Political Correctness: auslaufendes Modell

2017 werden wir vieles erleben, aber eines nicht: die Wiederherstellung eines politischen Diskurses in der Sache. Um so wichtiger ist es, dass einige sich davon nicht abbringen lassen, dem Argument Raum zu geben und dem Gegenargument.

© Justin Sullivan/Getty Images

„Political Correctness war vielleicht einmal eine Errungenschaft des Takts und der Höflichkeit“, schrieb Thomas Steinfeld am 28. Dezember in der Süddeutschen. In früheren Zeiten – lange, lange vor PC –  reichte dafür eine Erziehung, wie sie in „proletarischen“ ebenso wie in „gut bürgerlichen“ Kreisen selbstverständlich war. Man lernte, „sich zu benehmen“ zu Hause und in der Schule, im Verein, im Beruf, im täglichen gesellschaftlichen Umgang.

Political Correctness ist in den USA entstanden, wo es diese Selbstverständlichkeit auch gab, sie aber in der weißen Mehrheitsgesellschaft Nichtweißen gegenüber oft nicht galt. In Europa traf das gleiche auf den Umgang mit seinen Minderheiten zu – und auf beiden Seiten des Atlantiks für den Umgang in den sozialen Hierarchien von oben nach unten. Nach dem alten Sprichwort vom Radfahrer: nach oben buckeln, nach unten treten.

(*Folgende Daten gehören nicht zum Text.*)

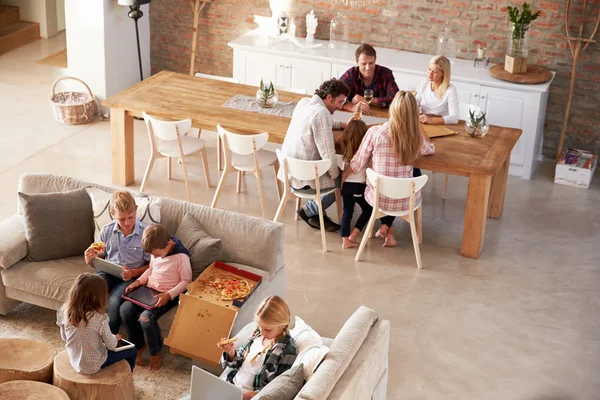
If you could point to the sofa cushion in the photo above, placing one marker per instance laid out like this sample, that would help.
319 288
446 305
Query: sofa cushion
343 349
13 246
204 249
148 209
285 387
57 224
51 279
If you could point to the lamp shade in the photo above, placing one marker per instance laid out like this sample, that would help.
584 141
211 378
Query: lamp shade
133 2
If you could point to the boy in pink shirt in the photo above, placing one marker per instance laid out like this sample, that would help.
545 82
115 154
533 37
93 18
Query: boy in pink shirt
169 272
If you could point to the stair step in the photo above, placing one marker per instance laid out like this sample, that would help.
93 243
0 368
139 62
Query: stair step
17 35
8 15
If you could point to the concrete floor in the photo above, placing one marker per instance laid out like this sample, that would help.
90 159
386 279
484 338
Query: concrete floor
521 322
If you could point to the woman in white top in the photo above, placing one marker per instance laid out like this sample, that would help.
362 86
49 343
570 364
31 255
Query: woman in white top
437 97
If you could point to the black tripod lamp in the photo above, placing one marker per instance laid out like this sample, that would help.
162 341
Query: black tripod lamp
136 13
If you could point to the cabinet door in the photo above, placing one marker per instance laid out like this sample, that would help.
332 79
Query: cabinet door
251 67
306 74
505 108
468 93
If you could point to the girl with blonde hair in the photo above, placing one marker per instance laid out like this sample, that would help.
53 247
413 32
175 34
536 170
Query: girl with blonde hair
268 353
391 149
84 327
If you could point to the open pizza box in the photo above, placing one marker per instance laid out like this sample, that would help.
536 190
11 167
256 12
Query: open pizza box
203 318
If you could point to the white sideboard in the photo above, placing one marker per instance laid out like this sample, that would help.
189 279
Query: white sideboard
506 104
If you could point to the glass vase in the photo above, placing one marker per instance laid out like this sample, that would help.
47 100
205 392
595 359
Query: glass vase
338 32
518 41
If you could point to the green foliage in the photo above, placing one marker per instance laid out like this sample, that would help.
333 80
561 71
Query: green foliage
477 122
521 20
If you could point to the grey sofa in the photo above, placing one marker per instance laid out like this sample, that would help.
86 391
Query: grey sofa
249 243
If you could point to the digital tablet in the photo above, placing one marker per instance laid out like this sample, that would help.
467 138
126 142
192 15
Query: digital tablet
124 345
107 266
143 296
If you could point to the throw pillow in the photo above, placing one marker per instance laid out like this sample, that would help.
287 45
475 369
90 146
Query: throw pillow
285 387
204 249
148 209
57 225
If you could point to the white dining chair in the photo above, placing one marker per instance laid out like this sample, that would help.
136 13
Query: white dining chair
397 188
305 170
243 153
168 139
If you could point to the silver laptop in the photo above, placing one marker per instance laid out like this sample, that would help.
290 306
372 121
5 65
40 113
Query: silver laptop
206 386
108 267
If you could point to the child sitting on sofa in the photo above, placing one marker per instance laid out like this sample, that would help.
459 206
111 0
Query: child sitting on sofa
268 353
169 272
123 245
84 327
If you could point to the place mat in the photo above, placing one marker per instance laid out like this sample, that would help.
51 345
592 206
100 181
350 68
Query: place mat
247 103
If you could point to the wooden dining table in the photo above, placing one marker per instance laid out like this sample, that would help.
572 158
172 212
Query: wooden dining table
177 96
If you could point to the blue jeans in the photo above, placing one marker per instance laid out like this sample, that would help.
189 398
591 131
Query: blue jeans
116 356
116 288
142 325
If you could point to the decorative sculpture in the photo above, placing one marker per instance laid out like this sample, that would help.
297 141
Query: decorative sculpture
311 26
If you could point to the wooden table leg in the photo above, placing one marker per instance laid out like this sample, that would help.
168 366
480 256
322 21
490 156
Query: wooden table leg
475 215
498 190
121 130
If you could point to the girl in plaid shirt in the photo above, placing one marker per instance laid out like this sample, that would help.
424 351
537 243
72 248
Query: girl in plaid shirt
268 353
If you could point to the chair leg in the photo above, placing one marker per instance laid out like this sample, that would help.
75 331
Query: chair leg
219 187
366 236
239 186
205 165
260 193
277 181
298 207
445 186
413 232
147 173
282 204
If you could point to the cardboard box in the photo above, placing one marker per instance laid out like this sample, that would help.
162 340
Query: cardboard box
202 318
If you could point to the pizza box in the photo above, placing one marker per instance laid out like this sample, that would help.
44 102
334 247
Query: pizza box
202 318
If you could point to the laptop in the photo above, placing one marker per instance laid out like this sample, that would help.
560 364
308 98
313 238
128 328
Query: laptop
107 266
206 386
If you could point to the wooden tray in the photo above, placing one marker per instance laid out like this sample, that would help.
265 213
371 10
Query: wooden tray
533 75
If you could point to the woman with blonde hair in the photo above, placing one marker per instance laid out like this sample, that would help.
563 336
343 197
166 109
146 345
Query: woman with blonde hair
268 353
391 149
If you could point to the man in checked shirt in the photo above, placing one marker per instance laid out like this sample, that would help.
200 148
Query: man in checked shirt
310 137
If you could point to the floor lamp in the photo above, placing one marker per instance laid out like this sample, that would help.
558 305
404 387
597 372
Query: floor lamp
136 13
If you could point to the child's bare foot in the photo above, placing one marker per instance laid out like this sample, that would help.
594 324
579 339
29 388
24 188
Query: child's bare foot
139 359
348 244
156 362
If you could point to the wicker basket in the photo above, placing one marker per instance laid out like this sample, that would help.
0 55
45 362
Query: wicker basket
73 108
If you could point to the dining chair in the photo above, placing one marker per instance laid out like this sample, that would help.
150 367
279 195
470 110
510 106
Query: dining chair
168 139
305 170
243 153
397 188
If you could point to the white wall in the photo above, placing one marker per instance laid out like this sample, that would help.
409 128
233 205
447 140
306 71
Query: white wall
101 45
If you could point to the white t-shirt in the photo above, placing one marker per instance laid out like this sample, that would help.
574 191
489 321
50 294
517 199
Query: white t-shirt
244 379
446 107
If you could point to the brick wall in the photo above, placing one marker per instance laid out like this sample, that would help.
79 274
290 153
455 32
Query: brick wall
408 25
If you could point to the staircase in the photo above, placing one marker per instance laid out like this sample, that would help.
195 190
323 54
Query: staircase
14 32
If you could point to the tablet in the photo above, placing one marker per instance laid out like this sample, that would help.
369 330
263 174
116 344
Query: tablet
107 266
124 345
143 296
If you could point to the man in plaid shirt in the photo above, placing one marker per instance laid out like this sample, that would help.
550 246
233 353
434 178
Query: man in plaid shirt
368 75
310 137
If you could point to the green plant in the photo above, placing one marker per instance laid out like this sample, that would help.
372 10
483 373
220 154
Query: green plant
521 20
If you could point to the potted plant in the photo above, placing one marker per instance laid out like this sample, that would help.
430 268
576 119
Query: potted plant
518 42
266 96
476 125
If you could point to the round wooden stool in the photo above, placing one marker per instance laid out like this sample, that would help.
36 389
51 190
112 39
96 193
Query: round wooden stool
25 359
112 382
31 390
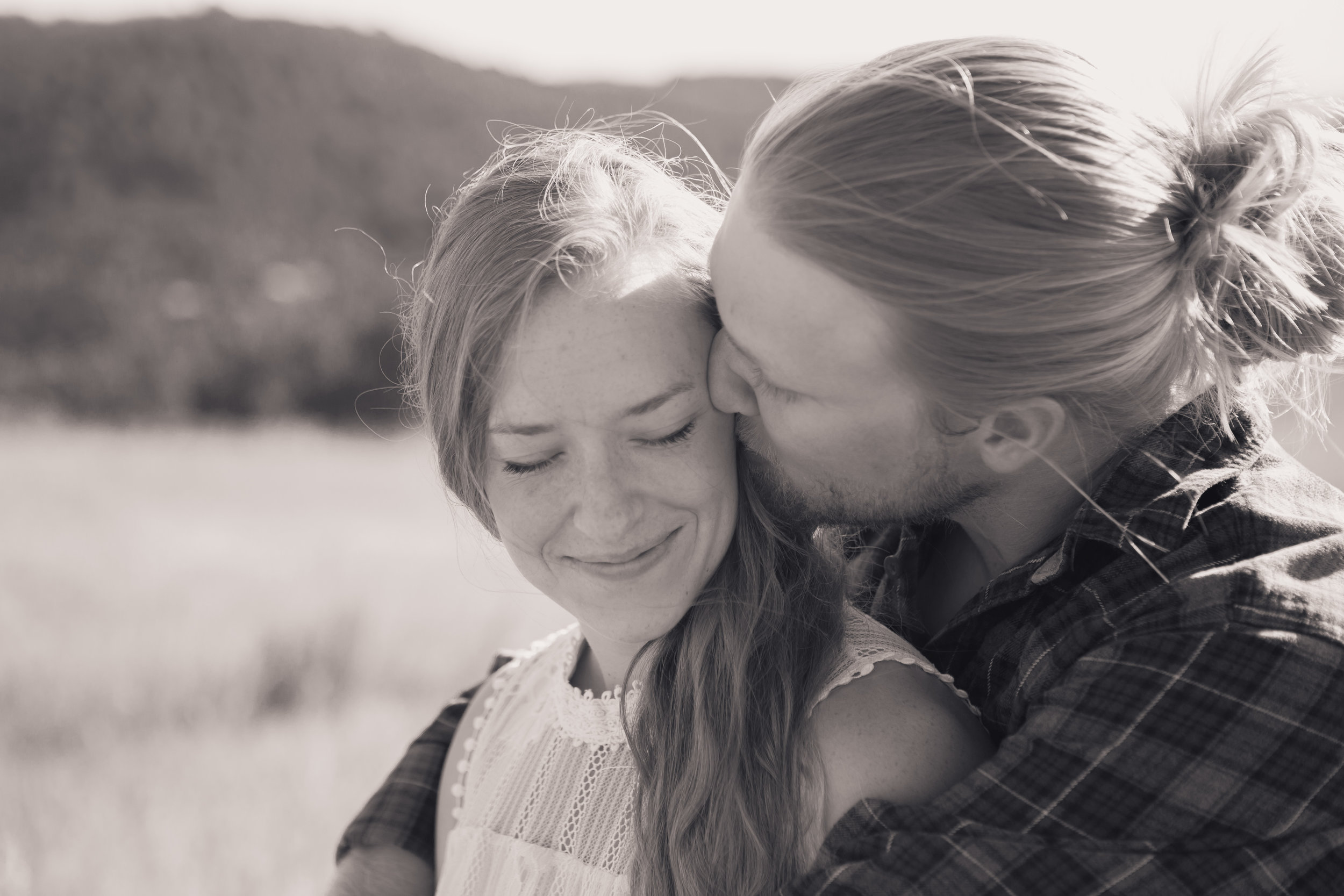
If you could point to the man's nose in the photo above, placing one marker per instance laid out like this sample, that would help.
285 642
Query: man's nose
727 391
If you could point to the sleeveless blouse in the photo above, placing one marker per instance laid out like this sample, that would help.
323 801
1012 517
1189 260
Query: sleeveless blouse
545 797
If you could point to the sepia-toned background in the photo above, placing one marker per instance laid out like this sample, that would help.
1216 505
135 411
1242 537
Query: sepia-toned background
232 589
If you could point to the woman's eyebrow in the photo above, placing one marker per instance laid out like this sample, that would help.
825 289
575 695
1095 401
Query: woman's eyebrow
510 429
659 401
647 406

Ich werde mich hüten, in die Untiefen dessen zu tauchen, was aus „Political Correctness“ im Laufe der Zeit wurde und mit der Ausweitung auf „Genderism“ dem Höhepunkt und Ende zugleich zustrebt. Lesen Sie Thomas Steinfeld, der unter anderem zu diesen beiden hoch interessanten Beobachtungen kommt:

„Der linke Rassismus, der darin besteht, einen jeden Angehörigen einer Minderheit als Repräsentanten einer speziellen ‚Kultur‘ zu behandeln, kommt in einem rechten Rassismus zur Vollendung, der jeden Deutschen in einen Bannerträger seiner Nation verwandelt.“

„Der politisch Inkorrekte ist … nicht der Gegensatz zum politisch Korrekten, sondern dessen Umkehrung. Das liegt daran, dass jede Form von ‚Kulturalismus‘ ebenso sehr zum Einschluss wie zum Ausschluss einer sozialen Gruppe taugt.“

Danach kann ich der Grundthese von Steinfeld nur ausdrücklich zustimmen, in der er sagt: Ursula von der Leyen, Winfried Kretschmann, Sigmar Gabriel, Marine Le Pen, Donald Trump und andere hätten mit ihren Äußerungen, man „habe es mit der Political Correctness überzogen“ in Wahrheit nicht das Überziehen gemeint, sondern das ganze Prinzip, denn „wie man den Satz dreht und wendet: Es kommt immer mehr Correctness dabei heraus – wenngleich jetzt für die andere, die vermeintlich unkorrekte Seite.“

Wenn wir in diesen Tagen und Wochen in die „sozialen Medien“ schauen, findet ganz genau das stündlich statt. Vielen dort besonders Aktiven geht es um keine Diskussion, um keine Aufklärung, nicht um Argument und Gegenargument, sondern um die Etikettierung als politisch korrekt und inkorrekt mit der jeweiligen Brille. Es geht zu vielen nicht darum, dem anderen Gründe zu nennen, warum er seine Meinung ändern soll. Vielmehr wärmt sie die Sonne des eigenen „richtigen“ Bewusstseins. Jemanden mit der „falschen“ Meinung an den Pranger zu stellen, macht vielen offensichtlich mehr Freude, als jemanden mit „falscher“ Meinung von einer „richtigen“ zu überzeugen. Diese Zeitgenossen dürfen wir Pharisäer nennen nach der bekannten Bedeutung des Wortes: Herr, ich danke dir, dass ich nicht so bin wie die anderen.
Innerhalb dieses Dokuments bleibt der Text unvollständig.